Am kommenden Donnerstag nehme ich an der Diskussionsrunde zum Thema „Game-Based Learning. Das Klassenzimmer des 21. Jahrhunderts als digitaler Spielplatz?“ in Berlin teil. Im Zentrum wird die Frage stehen, wie sich mit Computerspielen lernen lässt.
Wenn ich überlege, was ich von Computerspielen gelernt habe, fällt die Antwort kurz aus: Nicht viel – ein bisschen Umgang mit dem Computer vielleicht. Hätte ich die Zeit stattdessen für eine Karriere in der Jungen Union aufgewendet, wäre die Aufwand-Nutzen-Bilanz wahrscheinlich positiver ausgefallen.
Warum sollte es sich also lohnen, das Computerspiel-Monster in die Klassenzimmer zu lassen und dabei zuzusehen, wie es die wertvolle Zeit unserer Kinder frisst und dadurch all die Baletttänzerinnen und Spitzensportler in spe nutzlos vor dem Bildschirm verkümmern lässt?
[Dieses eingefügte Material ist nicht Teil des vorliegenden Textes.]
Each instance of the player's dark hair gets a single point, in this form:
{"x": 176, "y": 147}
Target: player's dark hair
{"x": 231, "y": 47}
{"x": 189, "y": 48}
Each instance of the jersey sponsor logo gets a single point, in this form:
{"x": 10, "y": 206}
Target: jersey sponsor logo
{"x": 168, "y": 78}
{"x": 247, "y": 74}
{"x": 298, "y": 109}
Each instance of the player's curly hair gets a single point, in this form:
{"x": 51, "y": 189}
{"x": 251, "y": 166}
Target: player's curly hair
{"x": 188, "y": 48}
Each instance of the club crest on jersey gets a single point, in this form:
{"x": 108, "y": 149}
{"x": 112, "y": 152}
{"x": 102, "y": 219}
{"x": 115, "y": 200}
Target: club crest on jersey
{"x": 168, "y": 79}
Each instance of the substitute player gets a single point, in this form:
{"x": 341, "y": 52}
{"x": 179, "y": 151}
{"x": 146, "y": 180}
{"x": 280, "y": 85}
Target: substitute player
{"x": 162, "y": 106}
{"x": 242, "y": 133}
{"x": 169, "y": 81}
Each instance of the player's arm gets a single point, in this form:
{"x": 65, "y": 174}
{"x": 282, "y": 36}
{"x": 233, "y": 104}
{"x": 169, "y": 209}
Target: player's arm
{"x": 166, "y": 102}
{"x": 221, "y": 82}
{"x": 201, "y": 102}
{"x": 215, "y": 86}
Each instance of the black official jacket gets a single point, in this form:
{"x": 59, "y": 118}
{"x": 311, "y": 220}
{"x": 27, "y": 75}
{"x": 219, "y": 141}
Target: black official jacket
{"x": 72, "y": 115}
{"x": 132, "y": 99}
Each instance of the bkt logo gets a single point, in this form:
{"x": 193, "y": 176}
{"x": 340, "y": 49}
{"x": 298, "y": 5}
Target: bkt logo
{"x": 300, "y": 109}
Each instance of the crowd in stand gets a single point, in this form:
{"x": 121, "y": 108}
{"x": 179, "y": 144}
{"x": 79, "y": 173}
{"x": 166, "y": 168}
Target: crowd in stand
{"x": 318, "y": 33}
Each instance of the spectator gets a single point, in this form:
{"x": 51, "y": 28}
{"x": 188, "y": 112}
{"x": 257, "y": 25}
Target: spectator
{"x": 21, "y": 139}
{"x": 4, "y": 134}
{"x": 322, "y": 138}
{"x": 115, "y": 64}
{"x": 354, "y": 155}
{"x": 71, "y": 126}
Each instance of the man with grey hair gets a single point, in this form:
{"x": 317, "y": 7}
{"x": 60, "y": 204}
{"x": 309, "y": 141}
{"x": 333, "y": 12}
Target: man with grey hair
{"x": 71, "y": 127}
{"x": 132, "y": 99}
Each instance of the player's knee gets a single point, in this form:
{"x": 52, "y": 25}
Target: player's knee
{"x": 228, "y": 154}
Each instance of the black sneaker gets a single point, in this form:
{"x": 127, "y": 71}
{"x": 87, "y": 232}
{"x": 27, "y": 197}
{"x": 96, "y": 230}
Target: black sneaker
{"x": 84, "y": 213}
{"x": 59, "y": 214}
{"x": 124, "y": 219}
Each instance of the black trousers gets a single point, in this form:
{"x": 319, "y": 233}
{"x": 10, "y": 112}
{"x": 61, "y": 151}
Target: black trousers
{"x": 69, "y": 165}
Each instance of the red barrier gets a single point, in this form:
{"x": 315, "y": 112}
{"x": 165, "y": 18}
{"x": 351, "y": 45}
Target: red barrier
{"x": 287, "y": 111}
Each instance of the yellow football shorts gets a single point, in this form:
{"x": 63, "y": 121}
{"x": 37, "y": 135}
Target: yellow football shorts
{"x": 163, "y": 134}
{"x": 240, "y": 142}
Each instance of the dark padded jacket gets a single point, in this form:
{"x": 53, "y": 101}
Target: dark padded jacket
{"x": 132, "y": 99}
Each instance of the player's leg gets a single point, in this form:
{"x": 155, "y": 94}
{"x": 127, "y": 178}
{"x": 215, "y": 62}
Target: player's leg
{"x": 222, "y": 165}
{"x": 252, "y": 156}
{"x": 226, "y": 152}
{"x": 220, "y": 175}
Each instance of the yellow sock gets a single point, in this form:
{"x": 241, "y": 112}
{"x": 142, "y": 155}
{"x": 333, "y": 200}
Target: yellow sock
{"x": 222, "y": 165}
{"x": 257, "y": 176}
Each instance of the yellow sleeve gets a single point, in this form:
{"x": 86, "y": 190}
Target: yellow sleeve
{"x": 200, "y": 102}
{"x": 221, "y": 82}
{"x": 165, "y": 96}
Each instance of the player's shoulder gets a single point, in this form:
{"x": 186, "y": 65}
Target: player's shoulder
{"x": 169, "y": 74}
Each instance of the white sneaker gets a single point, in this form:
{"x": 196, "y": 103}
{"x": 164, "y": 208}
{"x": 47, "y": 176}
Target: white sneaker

Gibt es nicht so viel nützlichere Dinge in der Welt als Computerspiele?
Die Antwort auf diese Frage ist schwieriger, als man denkt, denn Zeit, die fürs Spielen aufgewendet wird, ist keineswegs verlorene Zeit. Neuere Untersuchungen zeigen, dass nichts das Gehirn so anregt wie Spielen. Stuart Brown beschreibt es in seinem Buch „Play“ wie folgt:
When we play, we are engaged in the purest expression of our humanity, the truest expression of our individuality. Is it any wonder that often the times we feel most alive, those that make up our best memories, are moments of play? (S. 5) […] Once people understand what play does for them, they can learn to bring a sense of excitement and adventure back to their lives, make work an extension of their play lives, and engage fully with the world. I don’t think it is too much to say that play can save your life. (S. 11)
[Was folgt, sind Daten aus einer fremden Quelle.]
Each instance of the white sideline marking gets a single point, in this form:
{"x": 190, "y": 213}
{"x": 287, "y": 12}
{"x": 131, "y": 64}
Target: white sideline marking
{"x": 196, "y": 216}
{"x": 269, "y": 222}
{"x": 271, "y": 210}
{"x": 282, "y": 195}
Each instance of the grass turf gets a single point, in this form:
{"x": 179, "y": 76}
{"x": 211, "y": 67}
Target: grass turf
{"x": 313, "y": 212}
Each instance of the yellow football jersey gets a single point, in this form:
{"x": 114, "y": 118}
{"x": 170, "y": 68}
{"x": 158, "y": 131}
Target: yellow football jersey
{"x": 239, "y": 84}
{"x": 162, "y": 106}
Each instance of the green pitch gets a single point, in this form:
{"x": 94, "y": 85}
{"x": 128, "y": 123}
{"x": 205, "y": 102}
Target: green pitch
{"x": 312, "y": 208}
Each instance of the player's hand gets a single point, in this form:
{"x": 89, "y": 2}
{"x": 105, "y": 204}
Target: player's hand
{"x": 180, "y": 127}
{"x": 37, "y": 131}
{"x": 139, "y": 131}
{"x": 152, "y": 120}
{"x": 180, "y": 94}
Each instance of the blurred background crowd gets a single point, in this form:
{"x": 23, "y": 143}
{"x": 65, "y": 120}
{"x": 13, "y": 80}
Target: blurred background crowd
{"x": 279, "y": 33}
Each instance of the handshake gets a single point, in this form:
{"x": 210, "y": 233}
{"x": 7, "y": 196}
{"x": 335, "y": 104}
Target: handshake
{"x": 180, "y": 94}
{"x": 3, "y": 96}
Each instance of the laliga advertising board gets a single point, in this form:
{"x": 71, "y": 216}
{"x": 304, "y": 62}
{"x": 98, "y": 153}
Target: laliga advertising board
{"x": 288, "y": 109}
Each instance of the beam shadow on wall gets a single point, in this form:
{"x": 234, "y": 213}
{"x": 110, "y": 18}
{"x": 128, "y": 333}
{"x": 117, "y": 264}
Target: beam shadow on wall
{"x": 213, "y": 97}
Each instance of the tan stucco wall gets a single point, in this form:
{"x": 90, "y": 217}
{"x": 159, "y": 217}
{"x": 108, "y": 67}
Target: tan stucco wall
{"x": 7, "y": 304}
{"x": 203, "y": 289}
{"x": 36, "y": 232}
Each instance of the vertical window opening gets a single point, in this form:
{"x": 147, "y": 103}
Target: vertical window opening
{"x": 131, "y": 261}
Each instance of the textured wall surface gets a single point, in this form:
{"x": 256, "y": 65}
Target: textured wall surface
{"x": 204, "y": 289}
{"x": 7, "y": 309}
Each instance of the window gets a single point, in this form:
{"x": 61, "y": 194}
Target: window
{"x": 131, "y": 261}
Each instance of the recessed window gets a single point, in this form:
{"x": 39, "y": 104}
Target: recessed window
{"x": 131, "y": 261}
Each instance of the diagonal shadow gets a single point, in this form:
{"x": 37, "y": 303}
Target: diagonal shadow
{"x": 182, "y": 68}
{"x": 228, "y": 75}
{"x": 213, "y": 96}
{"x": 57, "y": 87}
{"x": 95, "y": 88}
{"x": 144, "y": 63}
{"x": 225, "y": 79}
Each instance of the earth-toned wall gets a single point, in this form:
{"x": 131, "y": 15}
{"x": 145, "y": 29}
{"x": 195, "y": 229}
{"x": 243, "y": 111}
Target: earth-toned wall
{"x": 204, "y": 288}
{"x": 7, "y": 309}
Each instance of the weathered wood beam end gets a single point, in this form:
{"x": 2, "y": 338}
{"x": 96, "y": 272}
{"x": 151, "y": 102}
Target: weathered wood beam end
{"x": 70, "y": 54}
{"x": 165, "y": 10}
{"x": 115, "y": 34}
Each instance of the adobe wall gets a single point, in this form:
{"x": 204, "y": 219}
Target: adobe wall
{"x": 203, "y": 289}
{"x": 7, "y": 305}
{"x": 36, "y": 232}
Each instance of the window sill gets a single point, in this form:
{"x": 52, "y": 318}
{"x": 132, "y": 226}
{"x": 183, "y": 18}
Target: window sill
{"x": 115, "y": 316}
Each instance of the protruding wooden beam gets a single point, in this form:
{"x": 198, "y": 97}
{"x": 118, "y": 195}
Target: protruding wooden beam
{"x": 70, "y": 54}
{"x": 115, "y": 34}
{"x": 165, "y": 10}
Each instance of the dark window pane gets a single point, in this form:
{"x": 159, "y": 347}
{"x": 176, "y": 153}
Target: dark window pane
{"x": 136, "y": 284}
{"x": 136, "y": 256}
Das Gegenteil von Spielen, so Brown weiter, ist nicht Arbeiten, sondern Depression. Ein Leben ohne Spiel wäre ein Leben ohne Bücher, Filme, Kunst, Musik, Witze, Theater, Flirt, Tagträume und Ironie. Mit anderen Worten: Ohne Spiel wäre das Leben nicht lebenswert.
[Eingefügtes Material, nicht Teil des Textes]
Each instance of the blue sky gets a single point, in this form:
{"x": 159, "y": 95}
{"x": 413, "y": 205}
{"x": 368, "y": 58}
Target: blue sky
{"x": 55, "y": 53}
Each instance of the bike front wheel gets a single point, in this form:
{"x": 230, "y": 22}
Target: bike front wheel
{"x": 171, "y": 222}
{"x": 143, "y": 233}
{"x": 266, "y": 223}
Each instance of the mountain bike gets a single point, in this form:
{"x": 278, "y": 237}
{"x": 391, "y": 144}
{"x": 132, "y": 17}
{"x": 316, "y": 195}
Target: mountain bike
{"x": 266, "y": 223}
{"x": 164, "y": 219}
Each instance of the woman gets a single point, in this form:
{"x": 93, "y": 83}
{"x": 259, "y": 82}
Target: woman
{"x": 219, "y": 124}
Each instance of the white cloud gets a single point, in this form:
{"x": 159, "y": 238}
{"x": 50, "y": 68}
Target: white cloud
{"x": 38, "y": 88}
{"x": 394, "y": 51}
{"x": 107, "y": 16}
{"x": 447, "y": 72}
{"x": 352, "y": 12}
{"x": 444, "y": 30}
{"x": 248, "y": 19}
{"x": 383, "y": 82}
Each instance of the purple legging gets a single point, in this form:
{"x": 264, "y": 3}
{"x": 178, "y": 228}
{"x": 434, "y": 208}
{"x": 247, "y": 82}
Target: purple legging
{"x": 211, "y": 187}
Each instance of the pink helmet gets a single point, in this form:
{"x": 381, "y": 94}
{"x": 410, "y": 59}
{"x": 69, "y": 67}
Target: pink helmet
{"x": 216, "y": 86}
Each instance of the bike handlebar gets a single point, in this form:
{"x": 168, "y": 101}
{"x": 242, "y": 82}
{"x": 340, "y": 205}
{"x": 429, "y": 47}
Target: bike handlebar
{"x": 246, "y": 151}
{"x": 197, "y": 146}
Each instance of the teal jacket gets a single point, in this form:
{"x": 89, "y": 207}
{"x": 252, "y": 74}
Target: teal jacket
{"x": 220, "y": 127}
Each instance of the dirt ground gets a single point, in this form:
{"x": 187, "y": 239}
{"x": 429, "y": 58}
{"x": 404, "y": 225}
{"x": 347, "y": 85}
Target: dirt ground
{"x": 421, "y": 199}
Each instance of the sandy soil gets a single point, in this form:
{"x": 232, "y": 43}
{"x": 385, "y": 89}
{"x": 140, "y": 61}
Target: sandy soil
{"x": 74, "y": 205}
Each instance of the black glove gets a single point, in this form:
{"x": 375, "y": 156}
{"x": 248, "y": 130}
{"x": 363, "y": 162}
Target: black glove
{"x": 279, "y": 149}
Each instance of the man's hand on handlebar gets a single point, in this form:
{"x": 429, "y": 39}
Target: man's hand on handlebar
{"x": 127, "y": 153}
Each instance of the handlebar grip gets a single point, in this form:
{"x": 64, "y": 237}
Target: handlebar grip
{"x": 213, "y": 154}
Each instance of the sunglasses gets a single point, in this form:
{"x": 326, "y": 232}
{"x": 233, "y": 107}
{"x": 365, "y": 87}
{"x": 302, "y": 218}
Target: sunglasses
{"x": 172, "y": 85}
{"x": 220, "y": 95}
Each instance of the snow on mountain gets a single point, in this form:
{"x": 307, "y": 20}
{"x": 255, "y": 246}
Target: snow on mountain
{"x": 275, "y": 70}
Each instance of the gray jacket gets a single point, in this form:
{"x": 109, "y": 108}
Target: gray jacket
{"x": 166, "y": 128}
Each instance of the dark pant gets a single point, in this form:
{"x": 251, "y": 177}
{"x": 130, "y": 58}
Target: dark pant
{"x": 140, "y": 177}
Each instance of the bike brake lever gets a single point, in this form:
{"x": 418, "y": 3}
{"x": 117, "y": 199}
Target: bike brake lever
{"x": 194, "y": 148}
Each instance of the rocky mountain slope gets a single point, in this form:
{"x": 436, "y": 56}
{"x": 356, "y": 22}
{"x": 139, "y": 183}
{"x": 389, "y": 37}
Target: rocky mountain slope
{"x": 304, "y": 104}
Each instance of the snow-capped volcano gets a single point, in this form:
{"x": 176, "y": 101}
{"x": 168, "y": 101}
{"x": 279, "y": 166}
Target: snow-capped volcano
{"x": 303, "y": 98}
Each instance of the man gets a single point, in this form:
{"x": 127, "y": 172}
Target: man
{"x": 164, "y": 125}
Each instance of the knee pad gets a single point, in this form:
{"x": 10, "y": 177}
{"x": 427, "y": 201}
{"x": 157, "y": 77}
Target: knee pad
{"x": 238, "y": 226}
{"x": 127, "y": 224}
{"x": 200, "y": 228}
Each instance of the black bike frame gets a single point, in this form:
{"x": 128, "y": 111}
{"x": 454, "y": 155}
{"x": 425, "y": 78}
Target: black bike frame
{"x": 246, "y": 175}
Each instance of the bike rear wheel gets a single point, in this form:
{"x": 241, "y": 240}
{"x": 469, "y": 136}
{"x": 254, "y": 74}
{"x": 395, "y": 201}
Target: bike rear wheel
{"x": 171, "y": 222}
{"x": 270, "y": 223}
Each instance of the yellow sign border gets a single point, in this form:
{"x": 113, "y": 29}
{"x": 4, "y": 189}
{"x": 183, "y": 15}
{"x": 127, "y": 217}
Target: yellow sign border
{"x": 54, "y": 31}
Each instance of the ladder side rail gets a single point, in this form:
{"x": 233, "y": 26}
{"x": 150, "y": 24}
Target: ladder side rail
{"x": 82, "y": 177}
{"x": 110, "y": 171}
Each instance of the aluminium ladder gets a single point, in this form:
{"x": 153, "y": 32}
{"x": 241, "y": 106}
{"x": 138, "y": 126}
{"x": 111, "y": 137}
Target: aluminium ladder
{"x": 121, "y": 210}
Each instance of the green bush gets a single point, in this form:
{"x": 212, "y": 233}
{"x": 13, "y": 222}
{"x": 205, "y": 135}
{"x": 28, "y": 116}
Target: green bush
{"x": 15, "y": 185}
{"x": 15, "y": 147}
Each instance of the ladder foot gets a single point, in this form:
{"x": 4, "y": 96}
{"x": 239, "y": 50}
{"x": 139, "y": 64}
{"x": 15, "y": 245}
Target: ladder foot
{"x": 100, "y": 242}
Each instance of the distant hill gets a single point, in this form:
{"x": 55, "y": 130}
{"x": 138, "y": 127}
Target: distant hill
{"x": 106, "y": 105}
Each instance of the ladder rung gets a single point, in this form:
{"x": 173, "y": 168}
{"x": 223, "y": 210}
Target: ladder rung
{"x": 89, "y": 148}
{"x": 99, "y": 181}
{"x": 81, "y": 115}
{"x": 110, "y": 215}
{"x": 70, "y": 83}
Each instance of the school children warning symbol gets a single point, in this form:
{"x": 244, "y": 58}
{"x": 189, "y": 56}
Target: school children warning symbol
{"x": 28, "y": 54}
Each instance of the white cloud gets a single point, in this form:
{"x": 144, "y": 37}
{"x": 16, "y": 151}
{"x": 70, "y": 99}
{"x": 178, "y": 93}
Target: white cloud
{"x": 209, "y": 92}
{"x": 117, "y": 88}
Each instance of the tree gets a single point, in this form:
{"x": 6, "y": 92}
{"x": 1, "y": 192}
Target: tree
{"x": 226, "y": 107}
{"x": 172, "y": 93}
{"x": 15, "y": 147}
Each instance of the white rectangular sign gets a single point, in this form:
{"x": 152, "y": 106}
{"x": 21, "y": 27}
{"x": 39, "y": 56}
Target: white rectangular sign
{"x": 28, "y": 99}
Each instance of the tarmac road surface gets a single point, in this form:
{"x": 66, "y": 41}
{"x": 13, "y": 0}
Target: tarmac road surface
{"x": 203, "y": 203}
Beim Einsatz von Computerspielen in der Schule geht es jedoch nicht allein um Lernspiele, bei denen man sich ohnehin fragen muss, ob sie überhaupt noch Spiele sind. Es geht vielmehr darum, folgende Elemente von Computerspielen auf die Schule zu übertragen:
- Fehler sind in Computerspielen Anreize
Fast jeder Schüler hat Angst davor, im Unterricht die falsche Antwort zu sagen, eine Aufgabe an der Tafel nicht lösen zu können, einen schlechten Test zu schreiben. Niemand hat Angst vor Fehlern in Computerspielen. Sie werden ganz natürlich als Voraussetzung dafür gesehen, beser zu werden.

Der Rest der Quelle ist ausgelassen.